I mean, is it really necessary for me to say anything else at this point? The original films were parodies of this sort of movie, mocking the pretensions of the Cabin Fevers and Friday the Thirteenths and all the other schlock horror movies that did nothing more than assemble a cast of young twenty-somethings and killed them in increasingly gruesome ways. Long before Scream thought itself original by pointing out that, *GASP*, horror movies are generally contrived exercises in nauseating stupidity, Evil Dead 2 took this notion for granted while crafting a hilarious slapstick romp around them, while Army of Darkness took the premise and ran with it straight off the Cliffs of Insanity, becoming a movie that was half Dragonslayer, half Ghostbusters. And after twenty-plus years and a budget thirty times the original, this is what Evil Dead now has to show us? This formulaic, paint-by-numbers five-man-band film in which the characters die in predictable, gruesome ways after making the most boneheadedly stupid decisions known to man? This is what Evil Dead has been reduced to? The tagline for the film declares that Evil Dead is the most terrifying film you will ever experience, but even if that had been true, whose fucking idea was it to remove the comedy from Evil Dead? Is the world not well-enough supplied with Dead Teenager movies as it is that they need to raid this franchise of all franchises? How can Sam Raimi, who practically invented the art of the horror-mockery, possibly hope to make a movie like this not 12 months after the release of Cabin in the Woods, a film that riotously skewered this exact movie premise. Is there really a single living soul in America who expects that a film in which five young people with no personalities are stranded in a spooky cabin, they will all come out the next day fresh and renewed, and ready for the challenges of a bright future?

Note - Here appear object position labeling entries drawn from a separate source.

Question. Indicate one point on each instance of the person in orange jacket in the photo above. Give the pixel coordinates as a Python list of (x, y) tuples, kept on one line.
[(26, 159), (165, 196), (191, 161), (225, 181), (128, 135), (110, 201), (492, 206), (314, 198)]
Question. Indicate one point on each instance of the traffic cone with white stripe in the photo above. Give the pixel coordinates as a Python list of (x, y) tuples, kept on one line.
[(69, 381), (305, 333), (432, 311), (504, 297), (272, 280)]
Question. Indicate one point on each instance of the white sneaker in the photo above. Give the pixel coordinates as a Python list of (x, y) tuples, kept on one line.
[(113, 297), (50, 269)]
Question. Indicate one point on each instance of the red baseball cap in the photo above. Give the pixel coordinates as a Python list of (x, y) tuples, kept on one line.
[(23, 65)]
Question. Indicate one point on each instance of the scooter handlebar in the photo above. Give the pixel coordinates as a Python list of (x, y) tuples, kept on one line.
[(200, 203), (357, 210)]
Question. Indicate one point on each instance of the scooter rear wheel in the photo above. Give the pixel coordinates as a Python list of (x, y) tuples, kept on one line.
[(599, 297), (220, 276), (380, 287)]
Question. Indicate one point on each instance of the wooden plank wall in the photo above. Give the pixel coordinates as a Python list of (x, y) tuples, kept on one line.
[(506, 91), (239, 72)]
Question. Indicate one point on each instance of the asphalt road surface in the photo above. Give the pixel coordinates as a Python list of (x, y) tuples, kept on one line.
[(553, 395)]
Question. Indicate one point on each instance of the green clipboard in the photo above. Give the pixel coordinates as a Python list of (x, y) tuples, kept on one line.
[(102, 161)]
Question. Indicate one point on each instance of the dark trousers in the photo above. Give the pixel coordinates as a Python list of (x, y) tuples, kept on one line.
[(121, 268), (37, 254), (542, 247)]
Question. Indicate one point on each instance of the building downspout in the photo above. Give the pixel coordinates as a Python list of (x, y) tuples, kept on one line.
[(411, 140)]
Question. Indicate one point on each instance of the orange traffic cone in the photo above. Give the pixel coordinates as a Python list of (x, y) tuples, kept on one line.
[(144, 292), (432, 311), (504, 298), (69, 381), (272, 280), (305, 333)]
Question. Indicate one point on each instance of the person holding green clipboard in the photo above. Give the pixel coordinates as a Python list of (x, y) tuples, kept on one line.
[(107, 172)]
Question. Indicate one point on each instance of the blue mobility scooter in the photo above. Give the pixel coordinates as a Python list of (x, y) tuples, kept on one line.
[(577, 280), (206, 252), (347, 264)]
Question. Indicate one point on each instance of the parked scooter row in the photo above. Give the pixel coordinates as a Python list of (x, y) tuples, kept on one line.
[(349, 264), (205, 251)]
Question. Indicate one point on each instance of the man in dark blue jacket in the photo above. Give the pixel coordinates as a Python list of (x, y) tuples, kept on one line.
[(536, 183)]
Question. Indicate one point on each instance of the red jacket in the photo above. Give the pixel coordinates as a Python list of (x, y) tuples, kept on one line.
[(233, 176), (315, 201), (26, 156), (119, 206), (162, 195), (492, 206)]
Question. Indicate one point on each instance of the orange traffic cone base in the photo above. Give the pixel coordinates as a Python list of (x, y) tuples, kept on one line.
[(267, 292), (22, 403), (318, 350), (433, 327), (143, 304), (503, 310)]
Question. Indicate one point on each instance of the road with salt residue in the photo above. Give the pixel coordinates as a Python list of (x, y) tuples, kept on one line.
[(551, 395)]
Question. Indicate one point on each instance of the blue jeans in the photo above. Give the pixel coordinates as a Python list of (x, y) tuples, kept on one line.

And yes, some of this might have been forgivable (I guess) if Evil Dead actually lived up to the tagline, but this movie is neither terrifying, nor frankly even competently done. The basics here are all wrong. At times, characters die by simply being hit in the head with a door, while others linger on after being stabbed, mutilated, beaten, and shot repeatedly with a nailgun. Makeup effects, while visually gruesome, are terribly inconsistent, with characters' injuries changing or disappearing between scenes, whenever the plot "forgets" about the hideous compound fracture that someone sustained not five minutes earlier. Moreover, in grand horror film tradition, the characters are all the stupidest people alive. Even after evil forces are clearly seen to be at work, they walk alone into dark rooms and then spend long periods lingering over minute details on a wall or window while turning their backs on objects or corpses they should really not be turning their backs on. One sequence near the end of the film has one of the characters repeatedly wedge themselves into increasingly confined and inescapable spaces on purpose while being pursued by evil demons and undead monstrocities, only to be astonished when they find great difficulty in escaping from the evil forces that afflict them. Other characters do incredibly stupid things (read the evil book, pick up the evil object, summon the evil monster) for no reason whatsoever and then compound their stupidity by refusing to tell anyone else that they have just done these things. Within half an hour of the film's beginning, I informed my viewing companion that for the rest of the film, I would be rooting for Satan.


Final thoughts:    Evil Dead is the Richard Nixon of horror movies, a film that was once idealistic and hungry to stand out now reduced to a crumbling, reclusive ruin, aping the movies it once sought to pillory in quest of some quixotic drive I can scarcely guess at. The film is not atrociously made, but given its history, for Raimi to produce a film this generically awful is a measure of how tired he has become. Evil Dead II, for all its shlock, was a film that brimmed over with life and humor. Evil Dead, the remake, is a moribund piece of cinematic garbage, made all the worse for its association with a film series that was once great.